Complex manifolds are basic objects in the study of several complex variables and complex geometry. A central topic in the study of complex manifolds is the interaction between topology, curvature, and complex structure. For example, one may consider the bisectional curvature and holomorphic sectional curvature defined by the Chern connection on Hermitian manifolds. A natural question is to study Hermitian manifolds with positive (nonnegative) or negative (nonpositive) bisectional curvature (holomorphic sectional curvature), In general Hermitian manifolds whose curvatures satisfy some special algebraic properties are objects of interest. Recall that Kähler manifolds belong to an important class of Hermitian manifolds. We will study the following topics:.1. Function theory on complete noncompact Kähler manifolds with nonnegative bisectional curvature..2. Compact Kähler manifolds and Hermitian manifolds with positive (nonnegative) holomorphic sectional curvature..3. The classification problem of the space of orthogonal complex structures on a certain class of Riemannian manifolds..4. Complex geometry of bounded pseudoconvex domains in complex Euclidean spaces, and the study of complete Kähler manifolds with negative (nonpositive) bisectional curvature.

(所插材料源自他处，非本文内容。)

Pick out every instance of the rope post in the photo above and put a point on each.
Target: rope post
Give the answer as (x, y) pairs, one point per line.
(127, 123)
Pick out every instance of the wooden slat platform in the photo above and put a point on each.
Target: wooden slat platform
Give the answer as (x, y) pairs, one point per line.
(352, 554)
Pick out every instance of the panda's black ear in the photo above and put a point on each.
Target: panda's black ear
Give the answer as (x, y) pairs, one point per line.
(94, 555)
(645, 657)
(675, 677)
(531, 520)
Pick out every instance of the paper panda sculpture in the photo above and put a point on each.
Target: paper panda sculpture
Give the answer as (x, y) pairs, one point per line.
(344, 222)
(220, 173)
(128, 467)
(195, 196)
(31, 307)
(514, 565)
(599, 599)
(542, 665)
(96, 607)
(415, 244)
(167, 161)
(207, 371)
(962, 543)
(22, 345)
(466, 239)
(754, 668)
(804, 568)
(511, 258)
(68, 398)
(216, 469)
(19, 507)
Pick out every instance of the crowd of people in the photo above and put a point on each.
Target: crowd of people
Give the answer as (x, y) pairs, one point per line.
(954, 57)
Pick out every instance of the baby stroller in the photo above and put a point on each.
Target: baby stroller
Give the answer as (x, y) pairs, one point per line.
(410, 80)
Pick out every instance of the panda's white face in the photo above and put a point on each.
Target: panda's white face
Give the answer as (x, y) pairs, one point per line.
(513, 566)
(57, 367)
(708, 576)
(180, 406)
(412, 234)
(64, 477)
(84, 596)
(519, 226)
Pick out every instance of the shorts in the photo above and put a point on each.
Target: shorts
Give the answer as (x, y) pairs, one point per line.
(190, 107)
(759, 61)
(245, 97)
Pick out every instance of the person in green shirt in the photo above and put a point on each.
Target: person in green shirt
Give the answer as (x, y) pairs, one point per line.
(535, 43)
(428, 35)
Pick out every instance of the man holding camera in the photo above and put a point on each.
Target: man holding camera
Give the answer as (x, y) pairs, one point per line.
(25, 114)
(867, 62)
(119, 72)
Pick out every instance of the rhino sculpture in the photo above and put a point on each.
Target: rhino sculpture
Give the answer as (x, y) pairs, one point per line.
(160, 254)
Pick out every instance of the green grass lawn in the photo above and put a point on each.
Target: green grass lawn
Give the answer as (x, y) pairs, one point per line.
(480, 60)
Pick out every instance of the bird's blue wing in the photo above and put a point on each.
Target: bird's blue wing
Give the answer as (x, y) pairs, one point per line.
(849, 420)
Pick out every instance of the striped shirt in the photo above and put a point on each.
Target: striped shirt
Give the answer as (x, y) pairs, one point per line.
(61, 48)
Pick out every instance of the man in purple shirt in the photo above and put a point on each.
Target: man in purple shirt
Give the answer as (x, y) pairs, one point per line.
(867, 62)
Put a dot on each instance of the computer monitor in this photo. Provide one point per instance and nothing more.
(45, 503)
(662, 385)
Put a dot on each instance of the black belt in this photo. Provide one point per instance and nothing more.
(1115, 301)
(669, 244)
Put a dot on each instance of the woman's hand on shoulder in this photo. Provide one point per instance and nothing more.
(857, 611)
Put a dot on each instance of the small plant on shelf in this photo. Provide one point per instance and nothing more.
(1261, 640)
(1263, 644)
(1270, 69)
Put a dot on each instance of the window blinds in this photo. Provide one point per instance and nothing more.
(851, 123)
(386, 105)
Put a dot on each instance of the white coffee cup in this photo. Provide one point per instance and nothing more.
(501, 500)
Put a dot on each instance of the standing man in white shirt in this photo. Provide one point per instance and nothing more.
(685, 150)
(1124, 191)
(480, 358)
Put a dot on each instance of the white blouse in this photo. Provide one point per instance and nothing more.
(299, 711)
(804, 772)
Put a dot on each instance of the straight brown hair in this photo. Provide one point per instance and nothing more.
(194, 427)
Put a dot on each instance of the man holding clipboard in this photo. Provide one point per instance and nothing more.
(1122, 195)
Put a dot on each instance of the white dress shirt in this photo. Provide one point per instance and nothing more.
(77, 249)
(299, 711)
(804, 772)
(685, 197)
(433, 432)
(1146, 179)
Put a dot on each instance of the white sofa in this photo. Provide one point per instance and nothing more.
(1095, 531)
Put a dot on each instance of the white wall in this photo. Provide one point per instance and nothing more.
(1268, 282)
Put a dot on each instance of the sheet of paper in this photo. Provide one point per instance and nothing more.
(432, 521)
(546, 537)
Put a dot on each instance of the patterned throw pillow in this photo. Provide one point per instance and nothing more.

复流形是多复变函数和复几何的基本研究对象。复流形研究的一个核心问题是复流形的复结构、拓扑、和曲率的制约关系。比如考虑Hermitian流形上用陈联络定义的双截曲率和全纯截面曲率，一个自然的问题是研究具正(非负)、负(非正)曲率、或者曲率满足某种特殊性质的Hermitian流形的几何，凯勒流形是Hermitian流形一个重要例子。本项目研究课题：.1. 具有非负双截曲率的完备非紧凯勒流形的全纯函数。.2. 具正(非负)全纯截面曲率的紧致凯勒流形和Hermitian流形。.3. 一类给定的黎曼流形上的正交复结构的分类问题。.4. 复欧式空间中的有界拟凸域的复几何，以及具有负(非正)双截曲率的完备凯勒流形的研究。

本项目关注复流形上的两个重要曲率：双截曲率和全纯截面曲率。受经典的黎曼曲面的单值化定理的启发，本项目着眼于非负或者非正的双截曲率或全纯截面曲率的高维复流形的分类。项目的主要研究课题包括非负双截曲率的凯勒流形上的全纯函数理论，正全纯截面曲率的凯勒流形的构造，以及Hermitian流形上的相应问题等。本项目取得的成果包括：在某类具有非负双截曲率的凯勒流形上，我们利用偏微分方程和L2方法等工具证明了多项式增长的全纯函数的定量估计；我们证明了完备非紧的正全纯截面曲率的凯勒度量的存在性和不存在性结果。这些结果对于我们了解高维复流形上的曲率有积极意义。